A Date with the Libyan Opposition
Spending the day in Paris yesterday with the G8, Secretary of State Hillary Clinton made some time for a late-night meeting with one of Libya’s opposition leaders, Mahmoud Jibril. The meeting was kept quiet because of worries about Jibril’s security. For 45 minutes, the two spoke about what Washington can do to pressure Qaddafi’s regime. Jibril reportedly requested that the United States conduct air strikes on Libya, targeting Qaddafi’s airfields, as well as providing supplies for the opposition and political and economic aid. Washington, for its part, was trying to demonstrate high-level support for the rebels and to get a better sense of who the opposition actually is.

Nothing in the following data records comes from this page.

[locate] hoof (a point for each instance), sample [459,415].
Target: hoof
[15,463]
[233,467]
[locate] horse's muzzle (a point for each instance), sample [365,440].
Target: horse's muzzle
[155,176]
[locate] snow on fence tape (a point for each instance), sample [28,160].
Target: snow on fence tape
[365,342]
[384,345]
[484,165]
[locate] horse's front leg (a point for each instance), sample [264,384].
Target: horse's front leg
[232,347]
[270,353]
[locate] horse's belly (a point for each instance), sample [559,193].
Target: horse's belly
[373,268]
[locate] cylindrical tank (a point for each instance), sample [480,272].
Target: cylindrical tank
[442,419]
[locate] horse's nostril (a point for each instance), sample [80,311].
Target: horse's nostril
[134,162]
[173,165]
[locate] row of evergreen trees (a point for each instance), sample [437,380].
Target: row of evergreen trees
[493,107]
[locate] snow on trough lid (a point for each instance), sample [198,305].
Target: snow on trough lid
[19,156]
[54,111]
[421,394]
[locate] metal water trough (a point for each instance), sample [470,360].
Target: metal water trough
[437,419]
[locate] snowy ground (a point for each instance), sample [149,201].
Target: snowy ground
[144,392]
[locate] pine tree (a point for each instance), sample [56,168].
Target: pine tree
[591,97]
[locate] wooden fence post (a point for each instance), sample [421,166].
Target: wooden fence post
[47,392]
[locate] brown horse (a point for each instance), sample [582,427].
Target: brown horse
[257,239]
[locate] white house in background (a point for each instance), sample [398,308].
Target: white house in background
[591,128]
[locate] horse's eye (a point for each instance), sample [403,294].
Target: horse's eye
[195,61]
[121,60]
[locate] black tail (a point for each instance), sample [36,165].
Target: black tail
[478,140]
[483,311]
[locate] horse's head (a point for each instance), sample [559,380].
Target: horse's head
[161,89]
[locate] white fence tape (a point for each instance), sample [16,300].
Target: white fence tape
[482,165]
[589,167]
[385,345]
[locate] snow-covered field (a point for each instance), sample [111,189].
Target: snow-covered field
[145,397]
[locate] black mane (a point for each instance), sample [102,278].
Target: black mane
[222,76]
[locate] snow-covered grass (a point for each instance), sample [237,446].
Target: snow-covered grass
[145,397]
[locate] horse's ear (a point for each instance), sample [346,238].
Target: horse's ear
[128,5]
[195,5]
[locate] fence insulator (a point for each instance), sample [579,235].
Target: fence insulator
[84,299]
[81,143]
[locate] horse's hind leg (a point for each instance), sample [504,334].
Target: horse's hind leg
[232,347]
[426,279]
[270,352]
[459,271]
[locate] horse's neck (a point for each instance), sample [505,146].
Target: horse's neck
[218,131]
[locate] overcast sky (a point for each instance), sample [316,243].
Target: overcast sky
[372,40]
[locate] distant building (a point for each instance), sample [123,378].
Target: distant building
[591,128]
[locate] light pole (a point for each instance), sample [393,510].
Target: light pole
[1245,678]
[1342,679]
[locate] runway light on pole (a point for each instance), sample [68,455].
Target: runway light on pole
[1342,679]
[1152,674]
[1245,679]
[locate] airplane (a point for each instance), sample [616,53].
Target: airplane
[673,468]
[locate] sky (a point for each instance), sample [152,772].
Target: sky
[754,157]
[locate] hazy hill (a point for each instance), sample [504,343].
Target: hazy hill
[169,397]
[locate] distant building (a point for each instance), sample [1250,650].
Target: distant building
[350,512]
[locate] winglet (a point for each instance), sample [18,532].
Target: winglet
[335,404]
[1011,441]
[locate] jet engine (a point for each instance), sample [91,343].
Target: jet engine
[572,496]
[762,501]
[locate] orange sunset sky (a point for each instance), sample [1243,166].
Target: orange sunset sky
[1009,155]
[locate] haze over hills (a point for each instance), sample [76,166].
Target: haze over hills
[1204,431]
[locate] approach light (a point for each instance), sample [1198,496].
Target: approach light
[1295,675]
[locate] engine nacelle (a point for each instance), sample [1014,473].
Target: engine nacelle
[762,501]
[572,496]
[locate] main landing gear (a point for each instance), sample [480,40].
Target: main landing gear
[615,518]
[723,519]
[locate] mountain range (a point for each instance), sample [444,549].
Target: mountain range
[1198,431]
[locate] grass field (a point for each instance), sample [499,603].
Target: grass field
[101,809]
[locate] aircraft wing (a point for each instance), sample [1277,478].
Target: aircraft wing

Meanwhile, Saudi Arabia and the Gulf Cooperation Council sent forces into Bahrain yesterday to help control protests there. And the Pentagon had no idea it was going to happen, according to a DOD spokesman, Colonel Dave Lapan. Even Defense Secretary Robert Gates when he was in the region just last week didn’t hear a peep about the deployment. Same goes for Admiral Mike Mullen, the chairman of the Joint Chiefs of Staff, during his earlier visits. White House press secretary Jay Carney, along with a spokesman for the UN’s Secretary-General Ban Ki-moon, called for restraint: “we urge non-violence in response to non-violent protesters, the respect for the universal rights of people in the region to gather peacefully.”
Gates and commander of forces in Afghanistan General David Petraeus both met with President Obama yesterday to discuss the counterinsurgency effort. Afghan President Hamid Karzai is expected to announce next week the beginning of the “transition to Afghan security lead,” according to a White House statement. The strength of the Afghan National Security Forces was one focus of the meeting along with the U.S. troop withdrawal.
The sitdown came a day before General Petraeus had to report to the Hill. He is appearing before Congress today to talk about progress in Afghanistan, despite a recent uproar about civilian casualties and creeping pessimism about the prospects for success.